Ribeiro holds no grudges with Coyotes
The Mike Ribeiro experiment lasted all of one season before behavioral issues led the Coyotes to buy him out just before the NHL Draft in June.
But he didn't appear to hold any grudges after signing a one-year, $1.05 million contract with the Nashville Predators on Tuesday, despite some blunt comments from Coyotes general manager Don Maloney upon Ribeiro's Valley exit.
"I had a chance to really focus on myself and really learn about myself," Ribeiro told Josh Cooper of the Tennessean. "That's why I'm comfortable. What Mr. Maloney said -- it shocked some people, my wife wasn't happy about it. I sat down, thought about it. I'm comfortable with myself now. I'm open with what happened or didn't happen with our marriage issues, and really I think I'm comfortable with it and not trying to hide it."
Ribeiro admitted in the interview that his marriage problems contributed to his lack of production over the second half of last season. He finished the year with 16 goals and 47 points in 80 games, his lowest offensive output since 2002-03 in Montreal.
"I was not committed to my job because of my issues. I just wanted the year to be over so I could go work on them so I could go be a healthy person," Ribeiro told Cooper. "I think my head is really clear. I have my family with me right now, and we're ready to move forward."
Ribeiro was living without his children for much of last season and admitted at the end of last year that their absence weighed on him emotionally. He said Tuesday he has addressed his issues and was going to marriage counseling with his wife, Tamara.
"I am happy for him and his family," Coyotes coach Dave Tippett texted. "They are doing very well."
The deal with Nashville makes sense for both sides. The Predators were woefully thin at center -- especially after losing Mike Fisher for four to six months with a ruptured Achilles tendon -- before signing Ribeiro and Derek Roy on Tuesday. Ribeiro needed a home and a chance to prove himself.
He'll already be making about $1.94 million from the Coyotes this season per terms of the buyout, so his salary is still significant.
Ribeiro played with new Predator James Neal while Tippett was the Stars' coach.
The Coyotes re-signed restricted free-agent forward Brandon McMillan to a one-year, two-way deal with an NHL salary of $625,000 and also re-signed restricted free-agent forward Jordan Szwarz to a two-year, two-way contract.
McMillan's qualifying offer was believed to be almost $745,000, but he conceded a little bit of the NHL salary to ensure a higher AHL salary. His original AHL qualifying offer was just over $65,000, but his agent, J.P. Barry of CAA Sports, said McMillan is now guaranteed $225,000 even if he doesn't play in the NHL.
McMillan's AHL salary is $100,000, but in the event his blended salary doesn't reach at least $225,000, the Coyotes must top him off.

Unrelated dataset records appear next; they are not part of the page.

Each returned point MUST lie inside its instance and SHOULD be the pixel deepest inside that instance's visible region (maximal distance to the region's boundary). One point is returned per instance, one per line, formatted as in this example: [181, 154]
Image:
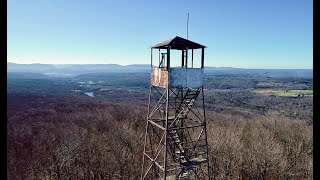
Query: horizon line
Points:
[149, 64]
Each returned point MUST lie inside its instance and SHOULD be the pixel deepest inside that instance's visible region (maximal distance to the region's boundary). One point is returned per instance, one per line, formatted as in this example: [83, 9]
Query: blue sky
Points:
[246, 33]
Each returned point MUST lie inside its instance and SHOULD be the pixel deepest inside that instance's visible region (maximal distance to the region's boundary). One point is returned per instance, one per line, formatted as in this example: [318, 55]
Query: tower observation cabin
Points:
[163, 75]
[175, 144]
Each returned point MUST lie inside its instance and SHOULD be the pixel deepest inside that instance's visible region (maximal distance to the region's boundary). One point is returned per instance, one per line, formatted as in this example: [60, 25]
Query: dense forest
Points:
[55, 131]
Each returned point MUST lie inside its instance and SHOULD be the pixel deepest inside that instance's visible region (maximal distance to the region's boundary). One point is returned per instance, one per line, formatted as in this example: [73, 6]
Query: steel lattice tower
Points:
[176, 144]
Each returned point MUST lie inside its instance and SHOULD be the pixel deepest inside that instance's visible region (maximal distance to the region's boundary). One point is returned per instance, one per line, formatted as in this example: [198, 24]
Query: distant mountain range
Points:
[65, 70]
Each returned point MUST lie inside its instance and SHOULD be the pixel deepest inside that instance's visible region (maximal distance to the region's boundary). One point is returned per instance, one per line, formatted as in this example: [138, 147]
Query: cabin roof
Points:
[178, 43]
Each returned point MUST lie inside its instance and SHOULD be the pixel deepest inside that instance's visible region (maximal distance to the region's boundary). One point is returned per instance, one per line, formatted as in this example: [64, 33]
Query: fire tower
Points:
[175, 144]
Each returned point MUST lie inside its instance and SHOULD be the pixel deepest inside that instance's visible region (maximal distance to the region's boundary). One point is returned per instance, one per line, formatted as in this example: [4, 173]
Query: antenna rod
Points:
[187, 25]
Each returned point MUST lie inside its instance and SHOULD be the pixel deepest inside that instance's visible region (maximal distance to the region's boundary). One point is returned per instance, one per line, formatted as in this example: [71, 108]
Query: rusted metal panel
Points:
[177, 77]
[159, 77]
[186, 77]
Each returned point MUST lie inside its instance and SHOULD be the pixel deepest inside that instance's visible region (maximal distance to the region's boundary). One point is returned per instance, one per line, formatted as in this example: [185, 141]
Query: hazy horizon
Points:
[245, 34]
[148, 64]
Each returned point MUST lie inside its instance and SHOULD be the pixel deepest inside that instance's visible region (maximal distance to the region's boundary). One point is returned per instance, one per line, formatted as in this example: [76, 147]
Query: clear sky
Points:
[238, 33]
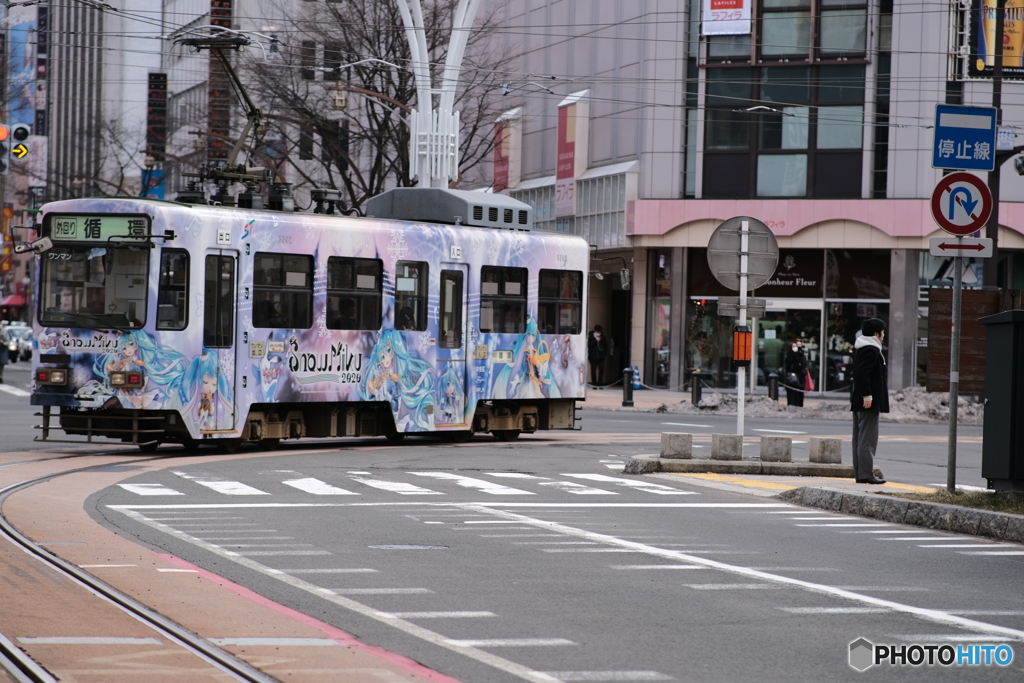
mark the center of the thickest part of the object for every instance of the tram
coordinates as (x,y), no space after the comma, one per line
(441,313)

Forward David Moss turned down a two-year offer to play in Switzerland so that he could return to the Coyotes on a one-year, $800,000 deal. That represents a huge cut over the $2.1 million salary he made the previous season, but with the salary cap going up next season, Moss, 32, could parlay this one-year deal into something much bigger if he has a good season.
Moss was celebrating his honeymoon in Turks and Caicos, but he couldn't contain his enthusiasm for remaining in the NHL.
"I'm pumped to be back in the desert!" he texted.